Note the following about deploying PyFlink applications with CMF:

Python Version Compatibility: Ensure your Python version is compatible with the PyFlink version you’re using. See Versions and Interoperability for Confluent Manager for Apache Flink for more information.
Flink Python JAR: The jarURI should point to the Flink Python JAR file that matches your Flink version.
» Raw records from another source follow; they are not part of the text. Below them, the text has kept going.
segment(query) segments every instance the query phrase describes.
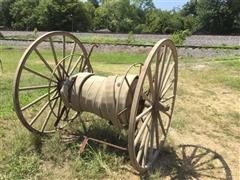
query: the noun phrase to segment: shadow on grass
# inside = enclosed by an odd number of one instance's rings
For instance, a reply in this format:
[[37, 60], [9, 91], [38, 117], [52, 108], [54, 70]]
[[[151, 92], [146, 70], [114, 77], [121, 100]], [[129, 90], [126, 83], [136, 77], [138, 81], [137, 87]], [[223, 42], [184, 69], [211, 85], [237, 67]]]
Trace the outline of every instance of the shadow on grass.
[[[91, 148], [93, 150], [97, 150], [100, 148], [104, 150], [104, 152], [108, 152], [110, 154], [114, 153], [117, 156], [123, 156], [124, 160], [127, 160], [128, 151], [123, 151], [118, 148], [106, 145], [104, 143], [98, 143], [92, 140], [97, 139], [106, 143], [110, 143], [112, 145], [117, 145], [122, 148], [127, 148], [128, 145], [126, 132], [125, 134], [120, 132], [117, 128], [113, 127], [105, 120], [98, 120], [98, 122], [91, 123], [91, 125], [87, 128], [86, 131], [84, 131], [83, 129], [75, 129], [73, 131], [63, 130], [62, 132], [60, 132], [60, 137], [62, 141], [66, 143], [83, 144], [84, 137], [87, 137], [89, 139], [87, 141], [87, 144], [85, 144], [85, 150], [88, 148]], [[88, 145], [90, 147], [88, 147]]]
[[179, 145], [161, 151], [152, 170], [142, 179], [225, 179], [232, 180], [231, 170], [223, 157], [198, 145]]

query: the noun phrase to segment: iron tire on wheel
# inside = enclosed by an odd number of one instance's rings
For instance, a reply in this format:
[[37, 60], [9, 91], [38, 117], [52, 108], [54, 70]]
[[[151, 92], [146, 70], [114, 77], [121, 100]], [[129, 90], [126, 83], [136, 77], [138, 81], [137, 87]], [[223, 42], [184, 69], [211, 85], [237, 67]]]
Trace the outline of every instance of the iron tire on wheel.
[[[58, 46], [58, 48], [56, 48], [56, 46]], [[59, 48], [59, 46], [61, 46], [61, 48]], [[45, 58], [44, 53], [49, 53], [49, 51], [47, 51], [49, 49], [51, 56]], [[61, 49], [61, 52], [59, 52], [59, 49]], [[58, 72], [55, 72], [54, 69], [57, 67], [57, 64], [64, 59], [66, 59], [64, 65], [61, 66], [61, 69], [57, 69]], [[74, 61], [77, 62], [75, 63]], [[76, 70], [79, 64], [84, 64], [84, 67]], [[34, 70], [34, 68], [37, 69], [37, 66], [42, 67], [40, 68], [42, 72]], [[74, 35], [68, 32], [54, 31], [46, 33], [37, 38], [24, 52], [19, 61], [13, 84], [13, 103], [18, 118], [29, 131], [42, 135], [52, 133], [56, 130], [56, 127], [53, 126], [54, 123], [50, 122], [55, 121], [56, 117], [53, 116], [53, 110], [49, 108], [49, 103], [51, 102], [47, 99], [49, 96], [47, 90], [49, 88], [54, 88], [54, 90], [51, 91], [51, 93], [54, 92], [51, 101], [55, 103], [56, 113], [57, 111], [61, 111], [64, 107], [60, 97], [61, 83], [63, 83], [67, 77], [64, 71], [68, 72], [68, 75], [73, 71], [74, 73], [75, 71], [92, 72], [86, 49]], [[34, 84], [34, 78], [42, 78], [42, 81], [44, 81], [46, 85]], [[24, 81], [24, 79], [27, 80]], [[34, 86], [30, 82], [34, 84]], [[53, 87], [49, 87], [49, 82], [53, 82]], [[25, 84], [24, 87], [22, 83]], [[26, 83], [29, 83], [29, 86], [27, 86], [28, 84], [26, 85]], [[38, 83], [41, 83], [41, 80], [39, 80]], [[29, 96], [33, 96], [34, 92], [41, 93], [44, 89], [46, 89], [44, 95], [39, 96], [27, 105], [23, 105], [25, 99], [28, 99]], [[44, 105], [42, 105], [43, 102], [45, 103]], [[39, 109], [37, 109], [38, 106]], [[64, 108], [66, 112], [64, 112], [64, 119], [60, 119], [61, 127], [64, 127], [69, 122], [68, 120], [71, 119], [70, 115], [72, 110], [66, 107]], [[46, 119], [42, 121], [42, 117], [45, 114], [47, 114], [47, 116], [45, 116]]]
[[177, 51], [169, 39], [160, 40], [150, 51], [131, 106], [128, 151], [140, 173], [157, 159], [170, 127], [178, 77]]

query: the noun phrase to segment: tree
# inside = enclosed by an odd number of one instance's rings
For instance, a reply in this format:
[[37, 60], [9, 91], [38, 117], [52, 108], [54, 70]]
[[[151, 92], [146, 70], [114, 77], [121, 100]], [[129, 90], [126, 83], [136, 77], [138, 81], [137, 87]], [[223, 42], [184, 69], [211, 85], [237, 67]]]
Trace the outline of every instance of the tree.
[[35, 7], [38, 1], [19, 0], [10, 6], [11, 26], [18, 30], [32, 30], [37, 25]]
[[143, 10], [155, 8], [153, 0], [131, 0], [131, 3]]
[[197, 4], [199, 28], [217, 34], [227, 34], [233, 29], [234, 16], [229, 0], [200, 0]]
[[10, 7], [16, 0], [1, 0], [0, 1], [0, 24], [8, 28], [11, 27], [13, 18], [10, 14]]

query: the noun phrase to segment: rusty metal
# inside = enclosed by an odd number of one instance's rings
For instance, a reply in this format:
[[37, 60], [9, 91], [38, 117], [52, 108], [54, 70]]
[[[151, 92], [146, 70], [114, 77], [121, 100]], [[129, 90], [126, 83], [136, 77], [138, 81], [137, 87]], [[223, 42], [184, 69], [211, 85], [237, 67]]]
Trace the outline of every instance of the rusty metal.
[[[143, 64], [133, 64], [124, 75], [104, 77], [94, 74], [90, 63], [96, 46], [87, 52], [79, 39], [60, 31], [35, 40], [17, 68], [16, 113], [36, 134], [61, 130], [83, 111], [108, 119], [115, 128], [128, 131], [128, 146], [85, 136], [80, 153], [88, 140], [103, 143], [128, 151], [133, 167], [144, 172], [156, 160], [169, 131], [177, 90], [176, 48], [171, 40], [160, 40]], [[46, 58], [46, 50], [51, 57]], [[84, 120], [79, 120], [86, 133]]]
The path is typically /opt/flink/opt/flink-python_<version>.jar.
Entry Class: PyFlink applications use org.apache.flink.client.python.PythonDriver as the entry class.
Python Executor: The -pyclientexec argument should point to the Python executable in your container or its virtual environment.
Python Script Path: The -py argument should point to the path of your Python script within the container.
Resource Requirements: Adjust the CPU and memory requirements based on your application’s needs.
Dependencies: Make sure all required Python packages are installed in your container.

Troubleshooting

Following are some troubleshooting tips if you encounter issues when deploying PyFlink applications with CMF:

Python Environment Issues: Ensure the Python virtual environment is properly set up and all dependencies are installed.
JAR File Path: Verify that the Flink Python JAR file exists at the specified path in your container.
Permissions: Make sure the flink user has read access to the Python script and dependencies.
Logs: Check the Flink job manager and task manager logs for Python-related errors.